I need to find the solution for a combinatorial optimization problem which I reformulated into the following Integer Quadratic Program:
Given
- a family of $p$ integers $\{c_1,...c_p\}$
- and a $n\times n$ matrix $A$ with nonnegative entries and a null diagonal,
Find a family of $p$ binary vectors $(I_{P_k})_{1\le k\le p}$ which maximizes: $$\sum_{k=1}^p \ ^t I_{P_k}A I_{P_k} $$ Subject to $$\left\{ \begin{array}{ll} \displaystyle\forall k\in [|1,p|], \ \ %(1,1,...1) P_k= \sum_{i=1}^n (I_{P_k})_i=c_k \\ \displaystyle \sum_{k=1}^p I_{P_k}=\begin{pmatrix} 1 \\ \vdots \\ 1\end{pmatrix} \end{array} \right. $$ Note that all sums are computed with the usual, not binary addition.

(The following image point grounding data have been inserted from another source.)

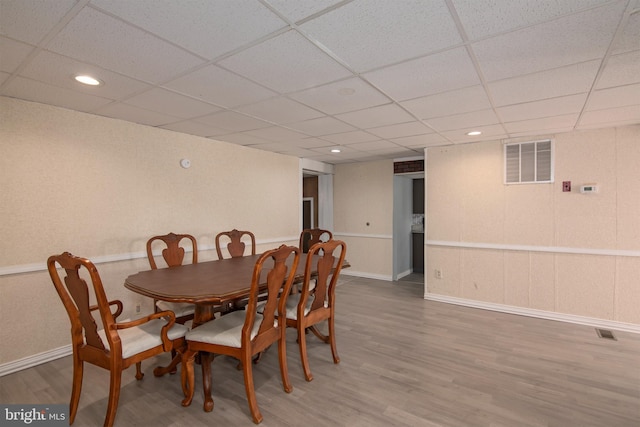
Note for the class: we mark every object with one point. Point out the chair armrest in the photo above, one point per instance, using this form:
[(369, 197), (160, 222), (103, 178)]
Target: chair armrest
[(115, 302), (167, 344)]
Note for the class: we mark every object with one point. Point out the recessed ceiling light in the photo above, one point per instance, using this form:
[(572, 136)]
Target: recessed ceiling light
[(345, 91), (88, 80)]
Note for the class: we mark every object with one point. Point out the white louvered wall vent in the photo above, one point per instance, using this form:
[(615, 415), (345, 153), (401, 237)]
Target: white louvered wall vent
[(528, 162)]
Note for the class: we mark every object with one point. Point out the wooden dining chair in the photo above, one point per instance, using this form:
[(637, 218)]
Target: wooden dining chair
[(311, 236), (117, 346), (243, 334), (173, 255), (316, 300), (235, 245)]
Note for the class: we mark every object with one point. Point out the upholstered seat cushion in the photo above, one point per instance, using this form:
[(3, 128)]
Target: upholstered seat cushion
[(226, 330), (140, 338), (179, 308)]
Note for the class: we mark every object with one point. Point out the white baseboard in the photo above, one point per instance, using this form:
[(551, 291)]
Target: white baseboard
[(36, 359), (404, 274), (542, 314), (349, 272)]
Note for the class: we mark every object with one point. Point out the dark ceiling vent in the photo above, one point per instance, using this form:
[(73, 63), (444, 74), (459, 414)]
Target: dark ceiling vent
[(408, 166)]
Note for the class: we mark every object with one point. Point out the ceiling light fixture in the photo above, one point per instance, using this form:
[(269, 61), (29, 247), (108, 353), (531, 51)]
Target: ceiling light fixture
[(88, 80), (346, 91)]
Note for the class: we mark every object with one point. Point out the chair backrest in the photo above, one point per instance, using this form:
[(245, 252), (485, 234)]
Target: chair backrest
[(173, 253), (76, 295), (322, 259), (311, 236), (235, 246), (280, 271)]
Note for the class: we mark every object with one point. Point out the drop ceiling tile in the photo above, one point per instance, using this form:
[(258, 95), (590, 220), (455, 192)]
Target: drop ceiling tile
[(309, 143), (466, 120), (193, 127), (621, 96), (565, 122), (213, 28), (621, 70), (321, 126), (611, 117), (431, 74), (32, 90), (545, 108), (59, 70), (300, 9), (426, 140), (572, 39), (286, 63), (276, 134), (350, 137), (298, 152), (241, 138), (488, 133), (225, 88), (171, 103), (373, 145), (31, 20), (463, 100), (129, 51), (482, 18), (569, 80), (630, 37), (135, 114), (232, 121), (358, 28), (397, 152), (276, 147), (13, 53), (376, 116), (341, 97), (400, 130), (280, 111)]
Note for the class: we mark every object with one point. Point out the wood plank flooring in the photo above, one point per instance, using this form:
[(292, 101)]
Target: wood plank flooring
[(404, 362)]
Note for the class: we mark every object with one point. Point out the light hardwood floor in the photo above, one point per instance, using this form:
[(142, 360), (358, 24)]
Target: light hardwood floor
[(404, 362)]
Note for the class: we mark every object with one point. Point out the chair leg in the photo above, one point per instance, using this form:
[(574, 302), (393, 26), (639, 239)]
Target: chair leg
[(284, 370), (114, 396), (332, 340), (247, 368), (205, 361), (188, 377), (302, 343), (139, 373), (78, 368), (319, 334)]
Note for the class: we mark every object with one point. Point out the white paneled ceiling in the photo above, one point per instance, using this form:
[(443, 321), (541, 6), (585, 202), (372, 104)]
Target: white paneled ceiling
[(376, 78)]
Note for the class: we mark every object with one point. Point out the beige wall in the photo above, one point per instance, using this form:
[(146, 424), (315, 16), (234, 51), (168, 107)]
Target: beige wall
[(99, 188), (534, 246), (363, 216)]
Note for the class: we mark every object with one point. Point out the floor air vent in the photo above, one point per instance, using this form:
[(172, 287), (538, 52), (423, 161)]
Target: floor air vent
[(606, 334)]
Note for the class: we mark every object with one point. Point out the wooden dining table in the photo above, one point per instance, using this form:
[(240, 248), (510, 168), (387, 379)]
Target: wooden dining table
[(208, 285)]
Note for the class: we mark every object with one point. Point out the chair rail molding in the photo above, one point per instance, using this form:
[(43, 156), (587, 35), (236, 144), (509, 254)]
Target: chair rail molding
[(102, 259)]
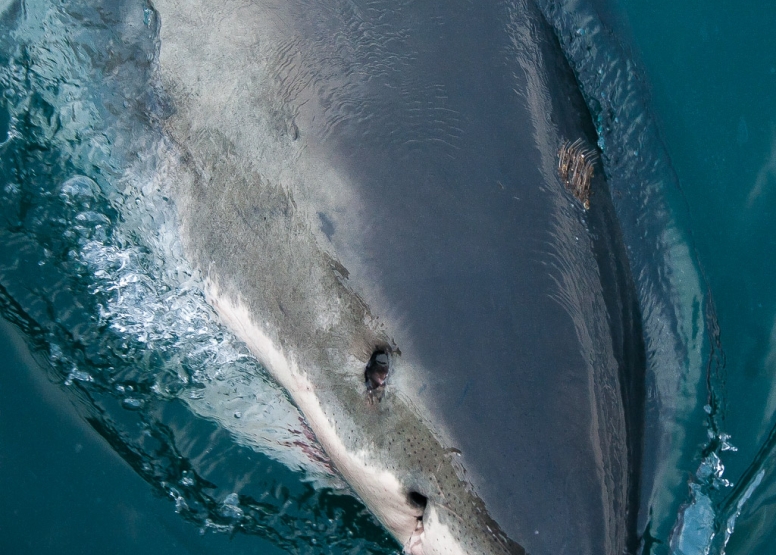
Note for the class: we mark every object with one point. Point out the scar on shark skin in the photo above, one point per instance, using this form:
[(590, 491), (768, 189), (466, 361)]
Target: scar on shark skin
[(575, 167)]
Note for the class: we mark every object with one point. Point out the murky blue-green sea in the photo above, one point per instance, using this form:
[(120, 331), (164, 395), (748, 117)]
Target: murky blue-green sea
[(116, 379)]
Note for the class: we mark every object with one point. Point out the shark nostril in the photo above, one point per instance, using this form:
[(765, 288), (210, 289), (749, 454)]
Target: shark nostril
[(376, 370), (417, 499)]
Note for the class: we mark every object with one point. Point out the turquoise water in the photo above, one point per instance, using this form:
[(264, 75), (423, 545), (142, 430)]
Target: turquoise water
[(711, 74), (89, 273)]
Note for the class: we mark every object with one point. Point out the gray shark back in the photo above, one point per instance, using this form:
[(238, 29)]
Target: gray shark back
[(373, 177)]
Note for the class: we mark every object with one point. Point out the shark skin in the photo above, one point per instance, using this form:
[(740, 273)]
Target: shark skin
[(359, 177)]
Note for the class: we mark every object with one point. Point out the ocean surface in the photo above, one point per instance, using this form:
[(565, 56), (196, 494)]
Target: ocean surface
[(127, 412)]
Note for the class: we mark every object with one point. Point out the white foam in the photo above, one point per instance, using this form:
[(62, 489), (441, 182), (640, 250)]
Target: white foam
[(377, 487)]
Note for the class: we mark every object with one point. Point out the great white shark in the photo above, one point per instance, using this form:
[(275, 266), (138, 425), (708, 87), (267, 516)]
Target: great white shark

The objective function in your model can be rewritten as: $$ \sum_k v_k^T A v_k $$ Let's just look at one term: $$ z = x^TAx = \sum_{i,j} a_{i,j} x_i x_j$$ where $x_i\in\{0,1\}$. We can replace $y_{i,j}=x_i \times x_j$ using:
$$\begin{align} &z = \sum_{i,j} a_{i,j} y_{i,j}\\ &y_{i,j} \le x_i\\ &y_{i,j} \le x_j\\ &y_{i,j} \ge x_i + x_j - 1\\ &x_i, y_{i,j} \in \{0,1\} \end{align}$$ This is now completely linear.
Note: this is a tight formulation. We can relax $y$ to be continuous between $0$ and $1$.